Halfway through her senior season, Rochat quit playing for Pingry.
"I was starting to hate hockey. It was making me miserable," she said.
Rochat continued to play for the other two teams, which practiced once a week and each played one game on the weekends.
One of the reasons Rochat chose Dartmouth was hockey.
"I only looked at schools in the Northeast. I liked Dartmouth's attitude of play hard, work hard," she said. "when you walk into Thompson Arena, you're like, 'whoa.' It's impressive."
Having played under men's hockey rules all her life, once at Dartmouth, Rochat had to adjust to the rules of women's hockey.
One of the most obvious of those rules is that there is no checking allowed in women's hockey.
"It's nice. I used to get slaughtered in high school. I wouldn't even have the puck and I'd be skating along and get blind-sided," she said.

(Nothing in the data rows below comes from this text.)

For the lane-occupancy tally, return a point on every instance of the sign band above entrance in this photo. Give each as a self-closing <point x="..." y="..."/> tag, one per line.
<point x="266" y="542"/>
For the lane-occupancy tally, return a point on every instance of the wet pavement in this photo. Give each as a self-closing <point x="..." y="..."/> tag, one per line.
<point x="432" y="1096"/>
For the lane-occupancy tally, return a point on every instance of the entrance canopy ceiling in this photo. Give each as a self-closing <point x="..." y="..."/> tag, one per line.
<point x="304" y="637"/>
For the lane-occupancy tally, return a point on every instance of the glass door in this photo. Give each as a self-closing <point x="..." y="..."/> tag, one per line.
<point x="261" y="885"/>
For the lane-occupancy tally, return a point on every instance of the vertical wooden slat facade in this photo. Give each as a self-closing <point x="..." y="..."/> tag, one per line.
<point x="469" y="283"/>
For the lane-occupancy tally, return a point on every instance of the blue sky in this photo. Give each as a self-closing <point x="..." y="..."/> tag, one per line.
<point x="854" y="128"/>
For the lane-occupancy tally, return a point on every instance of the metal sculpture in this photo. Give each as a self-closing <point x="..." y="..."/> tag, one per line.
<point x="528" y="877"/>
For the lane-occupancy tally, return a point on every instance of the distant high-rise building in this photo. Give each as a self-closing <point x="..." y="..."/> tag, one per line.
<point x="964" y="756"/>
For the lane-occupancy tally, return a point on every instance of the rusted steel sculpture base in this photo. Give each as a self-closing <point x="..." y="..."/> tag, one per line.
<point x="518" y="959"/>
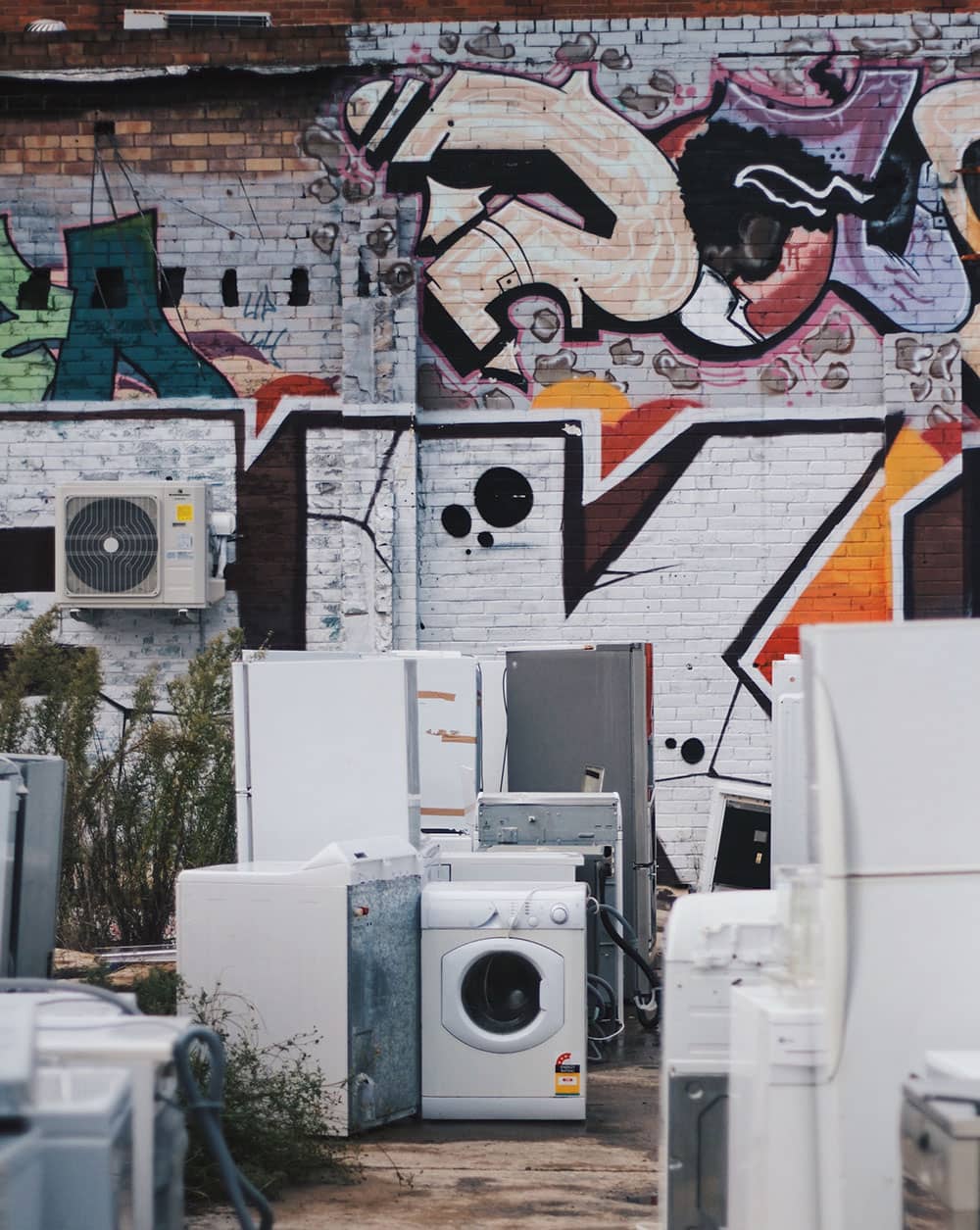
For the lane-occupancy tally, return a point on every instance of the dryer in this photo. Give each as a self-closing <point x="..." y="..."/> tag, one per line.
<point x="503" y="1000"/>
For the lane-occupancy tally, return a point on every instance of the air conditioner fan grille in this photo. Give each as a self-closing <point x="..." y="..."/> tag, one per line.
<point x="111" y="545"/>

Rochat said playing hockey has been a different experience each year. "I didn't come in with the best attitude because of my experience in high school. I didn't even know to go to bed early the night before a game,"Rochat said.

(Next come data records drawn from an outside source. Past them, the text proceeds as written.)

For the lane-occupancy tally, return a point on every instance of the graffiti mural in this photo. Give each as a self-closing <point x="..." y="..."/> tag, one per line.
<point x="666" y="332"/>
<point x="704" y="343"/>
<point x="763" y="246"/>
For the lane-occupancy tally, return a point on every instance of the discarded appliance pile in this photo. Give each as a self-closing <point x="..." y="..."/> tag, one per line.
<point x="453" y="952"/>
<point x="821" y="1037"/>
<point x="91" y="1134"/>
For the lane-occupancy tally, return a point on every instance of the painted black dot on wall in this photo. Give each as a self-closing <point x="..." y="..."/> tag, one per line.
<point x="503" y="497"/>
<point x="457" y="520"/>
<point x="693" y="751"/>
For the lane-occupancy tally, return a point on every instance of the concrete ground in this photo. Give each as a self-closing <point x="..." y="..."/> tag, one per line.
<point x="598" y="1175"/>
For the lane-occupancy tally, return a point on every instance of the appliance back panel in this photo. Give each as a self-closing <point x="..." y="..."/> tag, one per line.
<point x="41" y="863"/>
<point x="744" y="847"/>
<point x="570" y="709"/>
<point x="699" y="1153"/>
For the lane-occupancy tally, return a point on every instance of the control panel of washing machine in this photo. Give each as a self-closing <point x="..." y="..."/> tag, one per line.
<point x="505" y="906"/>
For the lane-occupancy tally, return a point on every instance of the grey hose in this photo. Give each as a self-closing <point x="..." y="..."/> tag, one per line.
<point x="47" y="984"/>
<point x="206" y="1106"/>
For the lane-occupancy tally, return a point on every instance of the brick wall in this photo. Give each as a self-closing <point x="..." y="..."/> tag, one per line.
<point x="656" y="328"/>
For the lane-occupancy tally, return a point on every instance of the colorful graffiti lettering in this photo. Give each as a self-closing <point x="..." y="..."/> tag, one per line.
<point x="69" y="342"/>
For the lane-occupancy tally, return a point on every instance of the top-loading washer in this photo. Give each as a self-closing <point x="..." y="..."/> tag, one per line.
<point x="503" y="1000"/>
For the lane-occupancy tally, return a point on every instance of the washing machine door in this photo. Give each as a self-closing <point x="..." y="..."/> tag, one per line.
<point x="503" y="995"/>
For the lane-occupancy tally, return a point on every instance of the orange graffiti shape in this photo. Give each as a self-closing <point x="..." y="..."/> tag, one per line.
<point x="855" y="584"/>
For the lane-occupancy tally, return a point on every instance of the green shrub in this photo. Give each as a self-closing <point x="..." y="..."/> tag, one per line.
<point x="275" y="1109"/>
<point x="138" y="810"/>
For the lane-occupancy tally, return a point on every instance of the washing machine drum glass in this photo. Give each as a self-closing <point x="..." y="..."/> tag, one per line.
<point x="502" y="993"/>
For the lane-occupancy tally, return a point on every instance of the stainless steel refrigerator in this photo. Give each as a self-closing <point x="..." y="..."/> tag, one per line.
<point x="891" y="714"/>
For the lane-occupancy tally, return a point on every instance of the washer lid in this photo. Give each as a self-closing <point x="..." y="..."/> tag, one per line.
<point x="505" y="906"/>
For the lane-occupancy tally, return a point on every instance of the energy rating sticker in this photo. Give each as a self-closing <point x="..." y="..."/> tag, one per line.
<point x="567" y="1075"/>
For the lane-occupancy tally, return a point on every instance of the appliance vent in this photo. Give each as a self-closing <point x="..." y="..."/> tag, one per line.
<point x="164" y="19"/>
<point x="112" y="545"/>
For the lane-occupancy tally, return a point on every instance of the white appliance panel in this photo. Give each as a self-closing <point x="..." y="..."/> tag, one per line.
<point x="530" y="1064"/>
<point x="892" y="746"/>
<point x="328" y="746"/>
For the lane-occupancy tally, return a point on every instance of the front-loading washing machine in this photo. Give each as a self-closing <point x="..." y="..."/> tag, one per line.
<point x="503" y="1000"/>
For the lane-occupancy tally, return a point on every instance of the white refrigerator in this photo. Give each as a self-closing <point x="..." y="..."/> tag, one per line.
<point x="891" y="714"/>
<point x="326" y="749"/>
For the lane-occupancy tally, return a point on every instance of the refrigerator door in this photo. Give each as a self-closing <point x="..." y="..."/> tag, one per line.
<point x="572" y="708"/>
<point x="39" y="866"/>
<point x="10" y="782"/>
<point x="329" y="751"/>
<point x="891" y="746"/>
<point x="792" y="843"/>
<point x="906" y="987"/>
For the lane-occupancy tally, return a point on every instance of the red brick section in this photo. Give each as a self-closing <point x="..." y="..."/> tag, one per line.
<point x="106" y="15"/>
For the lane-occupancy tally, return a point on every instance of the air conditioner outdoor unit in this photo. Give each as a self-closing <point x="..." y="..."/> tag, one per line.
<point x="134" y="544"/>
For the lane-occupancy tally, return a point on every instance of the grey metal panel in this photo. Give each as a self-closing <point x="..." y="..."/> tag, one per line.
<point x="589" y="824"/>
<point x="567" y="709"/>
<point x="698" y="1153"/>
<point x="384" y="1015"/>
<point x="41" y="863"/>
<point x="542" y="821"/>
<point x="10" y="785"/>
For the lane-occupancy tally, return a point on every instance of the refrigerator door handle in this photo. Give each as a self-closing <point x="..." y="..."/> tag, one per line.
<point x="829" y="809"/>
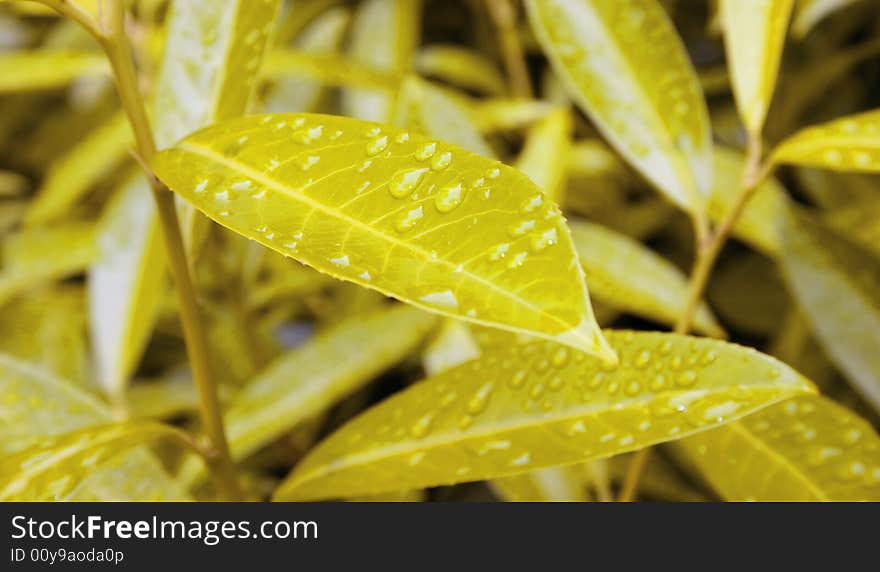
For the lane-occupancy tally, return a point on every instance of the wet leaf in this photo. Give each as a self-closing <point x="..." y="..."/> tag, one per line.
<point x="628" y="276"/>
<point x="527" y="407"/>
<point x="37" y="406"/>
<point x="48" y="69"/>
<point x="473" y="232"/>
<point x="754" y="33"/>
<point x="384" y="36"/>
<point x="848" y="144"/>
<point x="805" y="449"/>
<point x="837" y="284"/>
<point x="647" y="102"/>
<point x="56" y="468"/>
<point x="73" y="174"/>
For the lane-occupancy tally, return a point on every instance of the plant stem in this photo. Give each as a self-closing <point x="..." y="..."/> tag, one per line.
<point x="115" y="43"/>
<point x="708" y="249"/>
<point x="503" y="15"/>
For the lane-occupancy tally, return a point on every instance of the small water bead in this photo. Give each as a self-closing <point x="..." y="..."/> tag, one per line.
<point x="377" y="145"/>
<point x="498" y="252"/>
<point x="441" y="161"/>
<point x="426" y="152"/>
<point x="480" y="399"/>
<point x="517" y="260"/>
<point x="404" y="183"/>
<point x="410" y="219"/>
<point x="449" y="198"/>
<point x="544" y="240"/>
<point x="518" y="379"/>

Sophomore year, Rochat "started getting a little more serious." That year, 1993, the team won the Ivy League championship and made it as far as the semifinals in the Eastern College Athletic Conference tournament, one step further than it went this year.

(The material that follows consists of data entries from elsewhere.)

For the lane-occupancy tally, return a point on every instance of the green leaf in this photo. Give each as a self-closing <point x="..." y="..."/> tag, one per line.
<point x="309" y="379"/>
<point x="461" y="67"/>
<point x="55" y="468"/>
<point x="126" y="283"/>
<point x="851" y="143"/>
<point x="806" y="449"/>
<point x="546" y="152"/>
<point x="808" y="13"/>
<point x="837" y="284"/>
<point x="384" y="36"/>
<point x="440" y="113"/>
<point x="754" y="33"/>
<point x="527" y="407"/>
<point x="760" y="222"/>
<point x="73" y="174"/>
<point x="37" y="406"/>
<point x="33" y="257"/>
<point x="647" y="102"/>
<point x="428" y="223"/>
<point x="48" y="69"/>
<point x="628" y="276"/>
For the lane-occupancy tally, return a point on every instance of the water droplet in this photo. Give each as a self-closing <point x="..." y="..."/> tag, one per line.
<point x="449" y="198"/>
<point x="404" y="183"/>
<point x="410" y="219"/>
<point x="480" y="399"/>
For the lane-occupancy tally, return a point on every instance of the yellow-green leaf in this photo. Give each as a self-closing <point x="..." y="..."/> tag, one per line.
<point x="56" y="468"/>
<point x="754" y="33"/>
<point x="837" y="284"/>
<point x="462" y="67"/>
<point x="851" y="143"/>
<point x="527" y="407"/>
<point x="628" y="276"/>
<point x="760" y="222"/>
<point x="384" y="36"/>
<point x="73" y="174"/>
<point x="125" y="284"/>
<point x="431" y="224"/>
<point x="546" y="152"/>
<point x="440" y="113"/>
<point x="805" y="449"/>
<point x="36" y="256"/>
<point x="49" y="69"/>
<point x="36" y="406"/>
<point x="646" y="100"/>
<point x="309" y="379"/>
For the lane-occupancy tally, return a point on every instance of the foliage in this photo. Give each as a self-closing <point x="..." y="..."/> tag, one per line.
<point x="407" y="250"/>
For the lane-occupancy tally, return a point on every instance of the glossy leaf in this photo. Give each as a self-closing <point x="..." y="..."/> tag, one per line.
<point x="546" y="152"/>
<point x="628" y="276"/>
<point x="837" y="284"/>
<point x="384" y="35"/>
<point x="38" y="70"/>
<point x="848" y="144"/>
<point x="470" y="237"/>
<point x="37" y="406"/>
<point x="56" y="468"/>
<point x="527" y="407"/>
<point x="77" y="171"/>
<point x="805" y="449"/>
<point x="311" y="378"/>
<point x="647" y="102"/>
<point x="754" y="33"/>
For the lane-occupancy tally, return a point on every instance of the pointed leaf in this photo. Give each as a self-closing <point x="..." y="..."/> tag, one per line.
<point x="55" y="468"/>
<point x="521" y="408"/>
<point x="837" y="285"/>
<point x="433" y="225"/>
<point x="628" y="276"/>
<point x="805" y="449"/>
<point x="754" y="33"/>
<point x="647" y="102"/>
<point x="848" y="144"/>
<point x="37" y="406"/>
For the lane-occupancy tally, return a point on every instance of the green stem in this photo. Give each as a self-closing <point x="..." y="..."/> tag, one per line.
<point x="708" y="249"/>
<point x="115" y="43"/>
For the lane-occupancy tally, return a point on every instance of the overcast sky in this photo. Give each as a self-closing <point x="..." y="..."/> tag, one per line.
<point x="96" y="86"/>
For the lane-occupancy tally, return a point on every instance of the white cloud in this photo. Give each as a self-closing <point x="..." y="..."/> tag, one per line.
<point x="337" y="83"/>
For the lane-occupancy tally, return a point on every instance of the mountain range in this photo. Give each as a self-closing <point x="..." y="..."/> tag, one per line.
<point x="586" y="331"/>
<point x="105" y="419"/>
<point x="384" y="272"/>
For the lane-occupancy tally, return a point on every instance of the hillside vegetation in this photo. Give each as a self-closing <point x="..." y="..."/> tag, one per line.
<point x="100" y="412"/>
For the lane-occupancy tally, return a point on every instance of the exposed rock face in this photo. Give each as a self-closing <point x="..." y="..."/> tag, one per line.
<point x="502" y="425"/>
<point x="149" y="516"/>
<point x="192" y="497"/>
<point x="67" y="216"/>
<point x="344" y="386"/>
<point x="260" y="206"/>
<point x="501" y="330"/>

"I think we were ranked second in the nation. It was a year second only to this one," she said.
While the team had a slightly better year in 1993, Rochat felt more satisfaction this year because of the team's dynamics and expectations.
"Our team this year is a really close team," she said.Rochat also mentioned that they "were underdogs" going into the season.
"This year is the first year I feel that I really played to my potential. I wish I had earlier. Hockey would have been a lot better if I had," Rochat said.
One reason for Rochat's increased enthusiasm in the team was her new responsibilities. As the captain and only senior on the team, Rochat was forced to provide much of the team's leadership.
Rochat's coach, George Crowe said "She's progressed a great deal since her freshman year. Every year she's gotten better and better and she played very good hockey this year. Being captain really helped her. It added more responsibility."
"Rocket was a wonderful captain and is a really special person. We'll miss her not only for her skills on the ice, but also for her leadership and calm off the ice," teammate Sarah Lenczner '97 said. "She was always laid back, always in control, and never got worked up about team crises the way that it is so easy to do."
While she enjoyed providing the senior leadership, Rochat realizes now that it does have its drawbacks.
"Right now it's really hard [being the only senior] because I don't have anyone to go through leaving with," she said.
"We have had captains in the past who were not necessarily leaders, but that wasn't the case with Roach," Lenczner said. "I think that every member of the team trusted her and considered her not only our captain, but our leader as well.
As for the future, Rochat, who is majoring in government and minoring in economics, has no specific plans for after graduation yet.
Rochat briefly went through corporate recruiting, but she is now thinking of both law school and journalism school.
"For a year, I don't know, I want to have fun," she said.
This fun may include playing on a hockey team in Switzerland. Rochat said the Swiss national team is not as strong as the United States national team, and because her father is Swiss, she hopes to be able to play on it.
Because the hockey team was so close this year and because of the success of the season, Rochat said she is really sad right now to leave.
"But I wouldn't trade this year for the world. It was so much fun," she said.
Rochat will be missed. "She was one of our top two point-getters and one of our main go to players. She played on the top line, on the power play, and man down," Crowe said of Rochat. "You couldn't ask too much more of anybody."